Impregnation of decamolybdocobaltate heteropolyanions over γ-alumina: detailed description of the physico-chemical phenomena.

In this work, the physicochemical phenomena occurring during equilibrium impregnation of Anderson-like decamolybdocobaltate H(4)Co(2)Mo(10)O(38)(6-) heteropolyanion aqueous solutions over γ-Al(2)O(3) were described in detail comprising chemical analysis, pH measurements, Raman, and UV-vis spectra.
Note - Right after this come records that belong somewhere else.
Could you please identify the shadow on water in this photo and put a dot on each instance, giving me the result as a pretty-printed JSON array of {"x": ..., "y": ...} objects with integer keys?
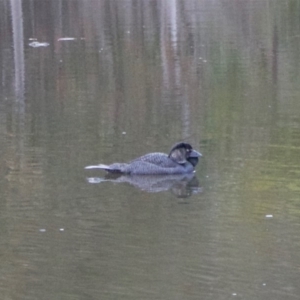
[{"x": 182, "y": 185}]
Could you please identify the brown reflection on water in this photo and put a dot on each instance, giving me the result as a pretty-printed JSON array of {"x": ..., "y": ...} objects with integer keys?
[{"x": 137, "y": 77}]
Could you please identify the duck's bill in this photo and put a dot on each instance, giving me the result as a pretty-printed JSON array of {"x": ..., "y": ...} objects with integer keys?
[{"x": 195, "y": 153}]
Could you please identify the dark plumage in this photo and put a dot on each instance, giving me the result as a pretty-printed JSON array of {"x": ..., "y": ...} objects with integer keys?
[{"x": 181, "y": 159}]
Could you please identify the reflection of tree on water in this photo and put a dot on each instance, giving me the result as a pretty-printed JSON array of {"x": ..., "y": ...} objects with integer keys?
[{"x": 182, "y": 186}]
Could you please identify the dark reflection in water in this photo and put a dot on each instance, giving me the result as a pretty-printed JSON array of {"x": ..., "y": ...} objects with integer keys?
[
  {"x": 182, "y": 186},
  {"x": 116, "y": 79}
]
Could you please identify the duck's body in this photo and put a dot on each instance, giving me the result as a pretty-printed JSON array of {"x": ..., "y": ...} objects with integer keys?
[{"x": 181, "y": 160}]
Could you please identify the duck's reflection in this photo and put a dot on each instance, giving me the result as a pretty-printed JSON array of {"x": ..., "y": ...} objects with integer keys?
[{"x": 182, "y": 185}]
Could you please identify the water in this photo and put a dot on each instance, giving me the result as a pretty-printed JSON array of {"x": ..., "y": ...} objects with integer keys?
[{"x": 84, "y": 82}]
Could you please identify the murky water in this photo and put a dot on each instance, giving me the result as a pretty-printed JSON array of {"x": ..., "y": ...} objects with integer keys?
[{"x": 84, "y": 82}]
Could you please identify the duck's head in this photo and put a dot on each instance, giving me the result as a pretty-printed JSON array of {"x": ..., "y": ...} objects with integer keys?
[{"x": 183, "y": 152}]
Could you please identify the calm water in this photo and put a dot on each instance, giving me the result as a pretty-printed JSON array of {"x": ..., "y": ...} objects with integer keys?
[{"x": 84, "y": 82}]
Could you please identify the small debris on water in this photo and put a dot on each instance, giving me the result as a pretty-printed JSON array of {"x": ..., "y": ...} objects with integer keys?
[
  {"x": 66, "y": 39},
  {"x": 37, "y": 44},
  {"x": 94, "y": 180}
]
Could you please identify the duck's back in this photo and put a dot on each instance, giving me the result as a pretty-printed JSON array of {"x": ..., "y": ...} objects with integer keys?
[{"x": 157, "y": 163}]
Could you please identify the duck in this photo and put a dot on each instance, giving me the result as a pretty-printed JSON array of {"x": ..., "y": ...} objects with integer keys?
[{"x": 182, "y": 159}]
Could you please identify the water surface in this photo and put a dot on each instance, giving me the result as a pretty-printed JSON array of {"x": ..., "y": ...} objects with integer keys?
[{"x": 107, "y": 81}]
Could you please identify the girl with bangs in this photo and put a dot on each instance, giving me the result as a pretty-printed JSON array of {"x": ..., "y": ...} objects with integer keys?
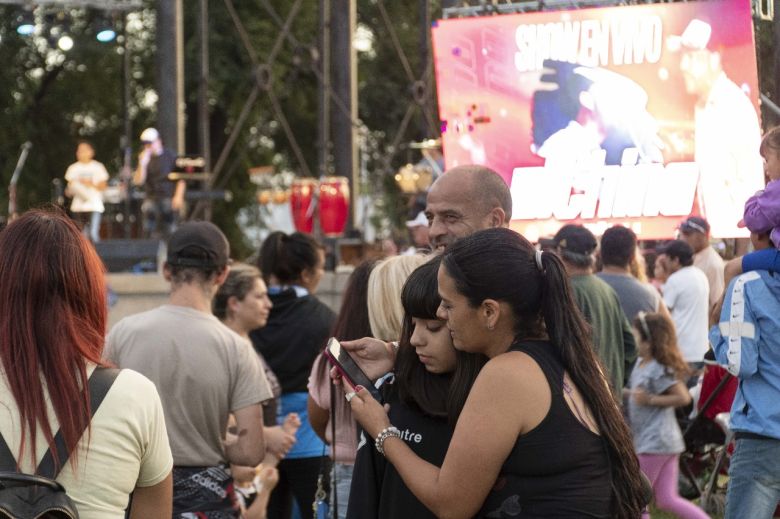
[{"x": 431, "y": 384}]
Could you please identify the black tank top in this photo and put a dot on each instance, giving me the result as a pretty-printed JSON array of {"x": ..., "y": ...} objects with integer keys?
[{"x": 559, "y": 469}]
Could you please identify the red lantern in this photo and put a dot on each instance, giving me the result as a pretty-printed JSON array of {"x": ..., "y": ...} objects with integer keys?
[
  {"x": 334, "y": 205},
  {"x": 301, "y": 200}
]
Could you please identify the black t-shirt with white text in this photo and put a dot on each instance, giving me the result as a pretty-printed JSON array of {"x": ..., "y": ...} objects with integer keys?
[{"x": 377, "y": 491}]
For a surface density lower than 2.5 Mo atoms nm(-2), the buffering effect of the support leads to decomposition of H(4)Co(2)Mo(10)O(38)(6-) into monomolybdates MoO(4)(2-) and Co(2+) cobalt cations that are then adsorbed by electrostatic and covalent interactions with γ-alumina. Between 2.5 and 3.8 Mo atoms nm(-2), MoO(4)(2-) monomers condense into heptamolybdates Mo(7)O(24)(6-) that are then adsorbed by electrostatic interactions and H(4)Co(2)Mo(10)O(38)(6-) becomes stable because of the lowering of the pH. Above 3.8 Mo atoms nm(-2), the quantities of adsorbed MoO(4)(2-) and Mo(7)O(24)(6-) become much smaller than that of electrostatically adsorbed H(4)Co(2)Mo(10)O(38)(6-). Adsorption of preserved H(4)Co(2)Mo(10)O(38)(6-) could be consecutive to the decomposition of the first molecules leading to prior adsorption of MoO(4)(2-) and Co(2+), and decrease in the buffering effect of γ-Al(2)O(3) and in the pH value. For dry impregnation, the same physicochemical phenomena occur considering a given Mo surface density. The methodology used in this work to rationalize the preparation of hydrotreatment catalysts from H(4)Co(2)Mo(10)O(38)(6-) heteropolyanions can be transposed to any supported catalyst.